Updating Data on Aggregate Key Model
Update for Aggregate Load
This guide is about ingestion-based data updates for the Aggregate Key model in Doris.
Update all columns
When importing data into an Aggregate Key model in Doris by methods like Stream Load, Broker Load, Routine Load, and Insert Into, the new values are combined with the old values to produce new aggregated values based on the column's aggregation function. These values might be generated during insertion or produced asynchronously during compaction. However, when querying, users will always receive the same returned values.

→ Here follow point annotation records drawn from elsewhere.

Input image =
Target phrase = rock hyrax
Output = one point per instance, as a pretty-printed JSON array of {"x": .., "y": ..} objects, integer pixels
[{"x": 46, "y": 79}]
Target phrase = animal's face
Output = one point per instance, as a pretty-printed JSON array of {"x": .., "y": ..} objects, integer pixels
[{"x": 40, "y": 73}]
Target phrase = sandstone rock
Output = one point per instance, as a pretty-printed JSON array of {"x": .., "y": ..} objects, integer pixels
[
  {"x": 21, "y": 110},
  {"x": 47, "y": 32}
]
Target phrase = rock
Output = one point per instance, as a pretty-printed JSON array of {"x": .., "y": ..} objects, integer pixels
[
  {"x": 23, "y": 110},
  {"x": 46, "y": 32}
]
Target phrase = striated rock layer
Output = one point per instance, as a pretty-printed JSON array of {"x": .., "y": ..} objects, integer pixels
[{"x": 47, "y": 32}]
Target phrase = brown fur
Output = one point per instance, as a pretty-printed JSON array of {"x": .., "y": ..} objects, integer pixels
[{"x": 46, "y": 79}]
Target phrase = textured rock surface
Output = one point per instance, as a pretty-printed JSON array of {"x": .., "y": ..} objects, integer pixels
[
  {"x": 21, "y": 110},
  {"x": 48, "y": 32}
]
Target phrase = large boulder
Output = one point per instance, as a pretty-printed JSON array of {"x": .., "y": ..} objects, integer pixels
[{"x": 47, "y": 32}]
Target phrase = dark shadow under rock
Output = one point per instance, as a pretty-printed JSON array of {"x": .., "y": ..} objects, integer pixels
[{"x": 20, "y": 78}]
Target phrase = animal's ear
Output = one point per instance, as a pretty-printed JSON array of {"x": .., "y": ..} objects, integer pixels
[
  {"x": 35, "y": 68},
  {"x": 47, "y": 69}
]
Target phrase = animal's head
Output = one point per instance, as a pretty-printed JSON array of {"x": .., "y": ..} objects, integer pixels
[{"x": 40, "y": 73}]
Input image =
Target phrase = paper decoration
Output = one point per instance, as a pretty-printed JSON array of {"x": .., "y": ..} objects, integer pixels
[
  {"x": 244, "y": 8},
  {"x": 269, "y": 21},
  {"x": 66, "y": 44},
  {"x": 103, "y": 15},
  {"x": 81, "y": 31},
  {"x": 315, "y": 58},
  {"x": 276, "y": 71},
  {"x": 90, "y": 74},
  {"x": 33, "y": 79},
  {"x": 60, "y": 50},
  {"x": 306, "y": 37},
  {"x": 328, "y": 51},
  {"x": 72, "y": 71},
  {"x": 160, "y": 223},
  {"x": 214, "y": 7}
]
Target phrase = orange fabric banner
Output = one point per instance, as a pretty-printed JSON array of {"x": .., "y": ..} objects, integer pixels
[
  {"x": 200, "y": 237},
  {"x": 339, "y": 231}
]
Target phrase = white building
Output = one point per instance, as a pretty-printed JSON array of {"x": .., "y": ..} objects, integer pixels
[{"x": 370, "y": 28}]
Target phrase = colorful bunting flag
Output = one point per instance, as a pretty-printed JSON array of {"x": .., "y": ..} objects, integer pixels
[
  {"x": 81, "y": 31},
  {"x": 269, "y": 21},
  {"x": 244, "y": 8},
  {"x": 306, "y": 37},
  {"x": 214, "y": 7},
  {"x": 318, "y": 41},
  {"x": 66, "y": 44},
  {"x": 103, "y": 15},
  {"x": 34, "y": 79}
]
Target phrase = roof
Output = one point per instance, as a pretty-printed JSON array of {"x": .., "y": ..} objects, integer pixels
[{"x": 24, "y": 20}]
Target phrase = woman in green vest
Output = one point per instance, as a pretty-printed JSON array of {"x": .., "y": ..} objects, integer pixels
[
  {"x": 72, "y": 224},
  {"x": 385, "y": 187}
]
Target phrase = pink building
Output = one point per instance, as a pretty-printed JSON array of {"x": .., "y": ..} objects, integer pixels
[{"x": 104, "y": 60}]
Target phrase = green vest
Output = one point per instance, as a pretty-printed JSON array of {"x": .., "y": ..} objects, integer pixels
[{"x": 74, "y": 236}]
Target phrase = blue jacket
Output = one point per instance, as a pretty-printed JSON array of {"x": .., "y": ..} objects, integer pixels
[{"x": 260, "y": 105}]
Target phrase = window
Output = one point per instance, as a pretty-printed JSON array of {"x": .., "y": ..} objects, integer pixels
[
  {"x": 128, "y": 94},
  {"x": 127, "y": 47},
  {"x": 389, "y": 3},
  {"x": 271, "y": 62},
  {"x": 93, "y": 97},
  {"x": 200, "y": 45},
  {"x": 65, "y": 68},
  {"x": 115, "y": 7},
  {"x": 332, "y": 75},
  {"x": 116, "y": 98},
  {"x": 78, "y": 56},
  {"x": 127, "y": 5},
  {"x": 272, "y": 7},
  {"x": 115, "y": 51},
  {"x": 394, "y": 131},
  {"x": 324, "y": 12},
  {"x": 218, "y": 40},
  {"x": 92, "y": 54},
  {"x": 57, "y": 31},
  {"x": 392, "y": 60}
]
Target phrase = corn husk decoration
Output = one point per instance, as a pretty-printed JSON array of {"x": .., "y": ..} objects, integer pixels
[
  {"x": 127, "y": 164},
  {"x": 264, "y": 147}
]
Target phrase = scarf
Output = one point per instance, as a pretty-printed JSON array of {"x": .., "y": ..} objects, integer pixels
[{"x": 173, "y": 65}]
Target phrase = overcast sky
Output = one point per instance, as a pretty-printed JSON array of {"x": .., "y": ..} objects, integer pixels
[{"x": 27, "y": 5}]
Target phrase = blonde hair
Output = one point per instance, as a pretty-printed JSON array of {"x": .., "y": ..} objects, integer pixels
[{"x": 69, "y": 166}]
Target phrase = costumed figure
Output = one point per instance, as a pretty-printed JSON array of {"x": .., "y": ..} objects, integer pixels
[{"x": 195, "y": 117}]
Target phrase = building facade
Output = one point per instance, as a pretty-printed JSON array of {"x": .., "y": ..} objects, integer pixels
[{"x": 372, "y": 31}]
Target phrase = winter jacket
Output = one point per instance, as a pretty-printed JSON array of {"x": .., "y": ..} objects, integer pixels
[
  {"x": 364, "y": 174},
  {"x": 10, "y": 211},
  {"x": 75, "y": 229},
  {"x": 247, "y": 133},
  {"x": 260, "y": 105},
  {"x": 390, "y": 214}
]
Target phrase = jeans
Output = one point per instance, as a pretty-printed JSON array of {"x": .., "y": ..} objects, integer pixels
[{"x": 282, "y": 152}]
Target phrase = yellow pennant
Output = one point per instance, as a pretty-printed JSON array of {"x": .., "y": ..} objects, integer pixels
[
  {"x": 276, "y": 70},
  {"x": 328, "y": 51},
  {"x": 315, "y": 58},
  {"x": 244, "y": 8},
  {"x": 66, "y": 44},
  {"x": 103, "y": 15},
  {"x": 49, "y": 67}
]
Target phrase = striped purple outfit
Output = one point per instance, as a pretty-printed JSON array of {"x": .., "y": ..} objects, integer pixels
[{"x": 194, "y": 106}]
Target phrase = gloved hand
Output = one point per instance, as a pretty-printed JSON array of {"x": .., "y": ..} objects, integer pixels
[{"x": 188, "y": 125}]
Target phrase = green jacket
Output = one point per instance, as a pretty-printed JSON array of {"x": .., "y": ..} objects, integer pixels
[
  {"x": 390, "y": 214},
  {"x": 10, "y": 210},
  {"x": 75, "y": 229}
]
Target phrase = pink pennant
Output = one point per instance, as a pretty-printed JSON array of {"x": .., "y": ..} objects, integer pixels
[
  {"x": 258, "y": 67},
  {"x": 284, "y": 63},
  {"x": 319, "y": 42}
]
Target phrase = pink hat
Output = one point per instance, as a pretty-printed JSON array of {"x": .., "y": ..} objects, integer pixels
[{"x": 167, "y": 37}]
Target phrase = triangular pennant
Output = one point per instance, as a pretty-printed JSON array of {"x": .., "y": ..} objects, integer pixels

Partial column update for Aggregate Key model
Tables in the Aggregate Key model are primarily used in cases with pre-aggregation requirements rather than data updates, but Doris allows partial column updates for them, too. Simply set the aggregation function to REPLACE_IF_NOT_NULL
.
Create table
For the columns that need to be updated, set the aggregation function to REPLACE_IF_NOT_NULL
.
CREATE TABLE order_tbl (
order_id int(11) NULL,
order_amount int(11) REPLACE_IF_NOT_NULL NULL,
order_status varchar(100) REPLACE_IF_NOT_NULL NULL
) ENGINE=OLAP
AGGREGATE KEY(order_id)
COMMENT 'OLAP'
DISTRIBUTED BY HASH(order_id) BUCKETS 1
PROPERTIES (
"replication_allocation" = "tag.location.default: 1"
);
+----------+--------------+-----------------+
| order_id | order_amount | order_status |
+----------+--------------+-----------------+
| 1 | 100 | Pending Payment |
+----------+--------------+-----------------+
1 row in set (0.01 sec)
Ingest data
For Stream Load, Broker Load, Routine Load, or INSERT INTO, you can directly write the updates to the fields.
Example
Using the same example as above, the corresponding Stream Load command would be (no additional headers required):
curl --location-trusted -u root: -H "column_separator:," -H "columns:order_id,order_status" -T /tmp/update.csv http://127.0.0.1:48037/api/db1/order_tbl/_stream_load
The corresponding INSERT INTO
statement would be (no additional session variables required):
INSERT INTO order_tbl (order_id, order_status) values (1,'Delivery Pending');
Note
The Aggregate Key model does not perform additional data processing during data writing, so the writing performance in this model is the same as other models. However, aggregation during queries can result in performance loss. Typical aggregation queries can be 5~10 times slower than queries on Merge-on-Write tables in the Unique Key model.
Under this circumstance, users cannot set a field from non-NULL to NULL, because NULL values written will be automatically neglected by the REPLACE_IF_NOT_NULL aggregation function.